24 Eylül 2010 Cuma

Ankara-İstanbul

Çok güzel bir akşamdı. Bundan sonra hep kutlayacağım doğum günümü. Kutlamadığım senelere yazık demeye dilim vardığından değil. Şimdiki halimi alabilmem için, son üç seneyi nasıl geçirdiysem öyle geçirmem gerekiyordu. Kaybettiklerime odaklandım hep. Oysa dün ilk defa, kazandıklarım gülümsedi yüzüme. Kaybımın yası öyle bürümüş ki içimi… (terminolojiye gel, psikiyatrik değil edebi haspam).
Ferzan ışıkları vardı renkli renkli; güzel güzel mezeler vardı…sonra, rakı içtim bol bol. Hediyeler almışlar, ben doğduğum için sadece, varım diye. Pasta bile almışlar sinsice. Hem de tam sevdiğim gibi. Hem de “iyi ki doğdun ayşec.” yazıyordu üstünde. Beyaz bir kalbin üstünde yazıyordu, yedim o kalbi ben (Çocuk Kalbi gibi ama besin değerleri yüksek Ayşec. Kalbi bu).

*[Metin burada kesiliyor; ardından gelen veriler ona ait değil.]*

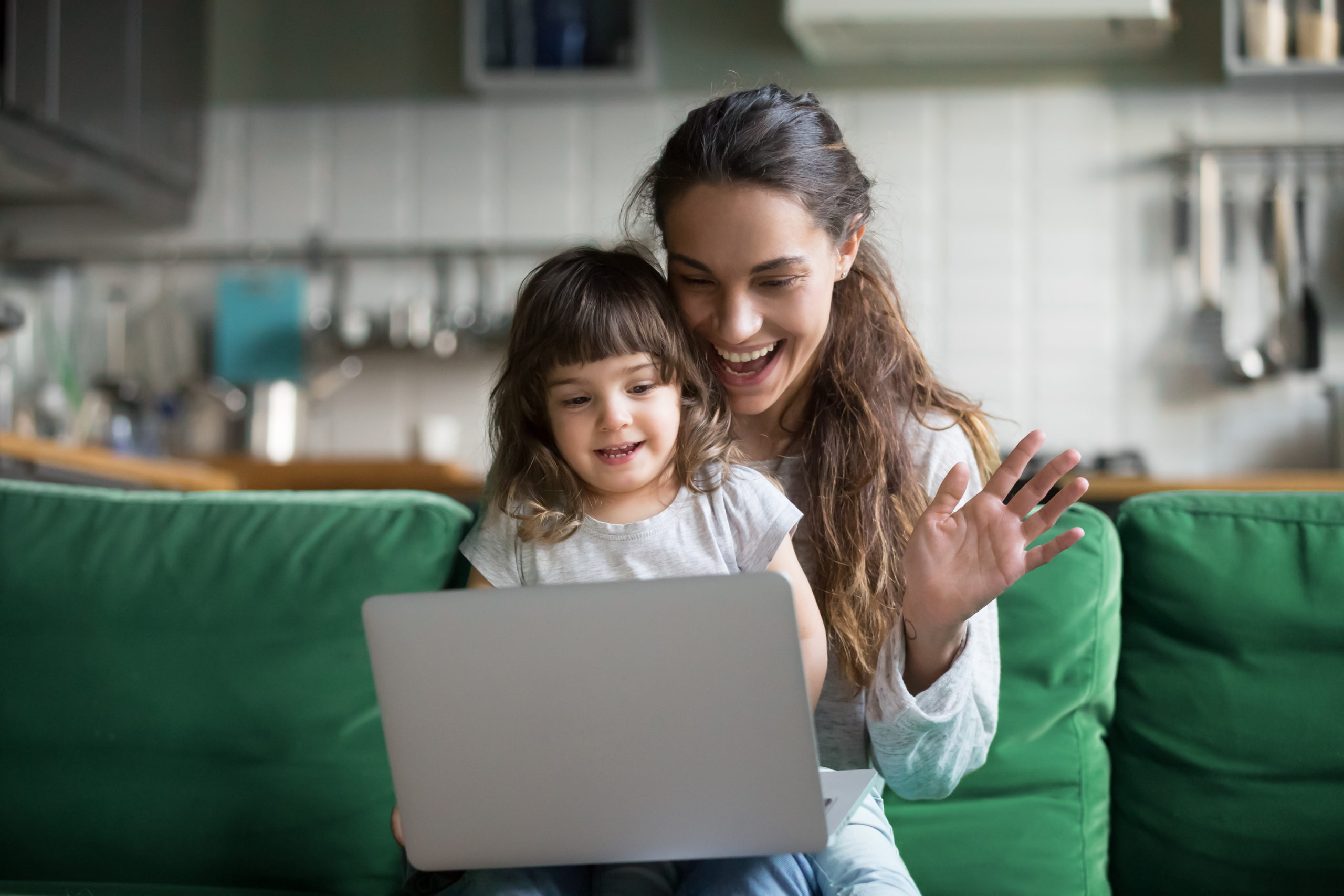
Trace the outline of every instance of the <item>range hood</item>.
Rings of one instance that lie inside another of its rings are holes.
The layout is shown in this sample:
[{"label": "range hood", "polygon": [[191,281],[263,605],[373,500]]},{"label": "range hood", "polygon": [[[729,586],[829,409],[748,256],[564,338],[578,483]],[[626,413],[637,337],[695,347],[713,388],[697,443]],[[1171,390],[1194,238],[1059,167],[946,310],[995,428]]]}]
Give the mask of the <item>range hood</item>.
[{"label": "range hood", "polygon": [[1169,0],[785,0],[809,60],[1081,62],[1160,48]]}]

Her birinin onar seneyi temsil ettiğinden şüphelendiğim üç mum vardı pastada. Ne zaman ki yaktılar o üç mumu ve “ayşec. dilek tut!” dediler, bir tek o zaman gölgelendim biraz. Topu topu bir tane vardı, onu da yitirmiştim işte. Kendime yeni bir dilek bulmak için durup düşündüm bir kaç saniye. Kariyer geçti aklımdan, kitabım çıksın filan… kalbin kesmedi kendini mi yiyorsun ayşec. dedim, dosdoğru dile işte. Aşık olmayı diledim.

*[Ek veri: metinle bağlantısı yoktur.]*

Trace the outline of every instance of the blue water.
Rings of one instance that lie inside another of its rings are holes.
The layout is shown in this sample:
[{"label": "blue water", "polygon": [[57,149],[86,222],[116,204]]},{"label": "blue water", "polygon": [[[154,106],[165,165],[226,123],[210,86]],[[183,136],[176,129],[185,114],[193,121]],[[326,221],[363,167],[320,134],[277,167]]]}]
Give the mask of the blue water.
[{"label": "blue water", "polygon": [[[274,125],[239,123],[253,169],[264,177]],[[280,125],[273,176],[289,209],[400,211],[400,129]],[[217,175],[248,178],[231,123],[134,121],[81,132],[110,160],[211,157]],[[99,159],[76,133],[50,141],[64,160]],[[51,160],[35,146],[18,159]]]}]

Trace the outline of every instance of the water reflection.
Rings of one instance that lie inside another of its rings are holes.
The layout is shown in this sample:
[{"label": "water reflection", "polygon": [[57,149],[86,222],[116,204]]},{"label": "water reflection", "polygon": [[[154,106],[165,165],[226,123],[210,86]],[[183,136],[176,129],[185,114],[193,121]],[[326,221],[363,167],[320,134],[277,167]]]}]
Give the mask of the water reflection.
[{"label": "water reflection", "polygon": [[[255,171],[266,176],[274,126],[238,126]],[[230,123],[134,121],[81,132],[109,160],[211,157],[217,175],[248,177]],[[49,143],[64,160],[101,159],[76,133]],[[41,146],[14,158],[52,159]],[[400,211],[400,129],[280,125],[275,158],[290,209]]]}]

Tunalı’da ay dolunaydı. Tam beş yıl önce giydiğim siyah elbisem vardı üstümde. Musıki çalıyordu, tam sevdiğimden. Yani istesem oturup ağlayabilirdim senelerdir yaptığım gibi. İstemedim. Bir oradaki bir buradaki arkadaşıma sarılıp, benim için hiç de sıradan olmayan bu doğum gününü nasıl unutulmaz kıldıklarını anlatabilmek istedim teşekkür üstüne teşekkür etmek yerine. Dilim dönmedi ama anladılar bence. Musıkiye teslim olup birkaç sefer uzaklara dalacak oldum, anında kendime getirdiler. Hatta bunun için beni tutup boğazımdan aşağı rakı dökmek de gerekse kaçınmadılar diyebilirim.
Kalan son masaydık. Son yudumu alıp ve yirmi beş yılımı geride bırakıp kalktım masadan…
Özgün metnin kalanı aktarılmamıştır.